Historically, third parties have tended not to last in the US. They have generally been personality-driven (TR with Bull Moose, Wallace in '68, Perot in '92) rather than driven by policies or ideas. I believe the reasons are structural. The US isn't a parliamentary system, which means that we are voting for individuals and have the ability to choose divided government if we like. I believe the US's governmental structures, with many different levels of government, winner-take-all elections and (with the exception of the Presidency) a total lack of national voting, contributes to having a two-party system, with each party being a relatively big tent. [hey, no scoffing! it's true!]

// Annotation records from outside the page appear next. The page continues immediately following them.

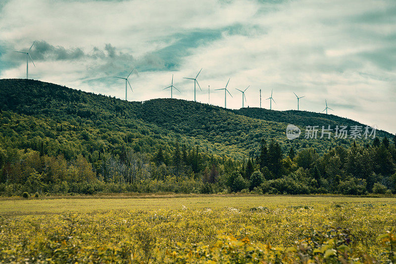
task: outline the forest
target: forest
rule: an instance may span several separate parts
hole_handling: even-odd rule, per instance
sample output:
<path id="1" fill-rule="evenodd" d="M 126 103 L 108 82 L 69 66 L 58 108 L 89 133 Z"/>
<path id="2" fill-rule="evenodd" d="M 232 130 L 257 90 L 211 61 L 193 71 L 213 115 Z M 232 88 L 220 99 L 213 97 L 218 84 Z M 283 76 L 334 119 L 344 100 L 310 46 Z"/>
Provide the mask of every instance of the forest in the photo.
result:
<path id="1" fill-rule="evenodd" d="M 0 91 L 2 195 L 396 193 L 393 135 L 286 137 L 289 123 L 364 126 L 335 115 L 130 102 L 31 80 Z"/>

This has advantages and disadvantages. The US's approach creates remarkable stability. The oldest political party in the world is the US Democratic party, which traces its origins back to Jefferson, and ultimately to the anti-federalists at the time of the founding. The Republican party is now over 150 years old, and were it not for the fact that the Whig party fell apart over slavery in the early 1850s (the Southern Whigs dropped out and the Northern Whigs became Republicans, on an anti-slavery free-labor free-market platform), we'd see the continuity from the Whigs to the Republicans. Now contrast this to the upheavals in France (now on its fifth republic, third since WWII), Italy (how many governments since WWII?), or Israel (where I believe no government has finished its term intact since the state was founded). Think of the hysteria after the last French election, when LePen came in second and qualified for a runoff with only 17% of the vote because the rest of the electorate fractured among 16 parties.
Having lots of parties is a recipe for political gridlock and instability - plus, it empowers the extremists. At least in the US we have two big-tent parties where at least people speak the same language and understand each other even if they disagree. Introduce more parties and you'll see a lot more single-issue politics, less inclination to compromise, and a lot more under-the-table political horse trading.
Israel, for example, can't put stable governments together because something like 15 parties win seats. The biggest coalition partners have to "buy" enough seats from small parties to get a majority, and the small parties invariably have narrow agendas and big demands for patronage. That's what life looks like in a multiparty system. (The counter-example is the UK, which has had 3 parties for a while, but that seems to be the exception that proves the rule. And in recent decades the govt has always been Labour or Tories anyway).
Ultimately what we have in the US has evolved the way it has because it works, and has been proven to work quite well. It's not perfect, but what is?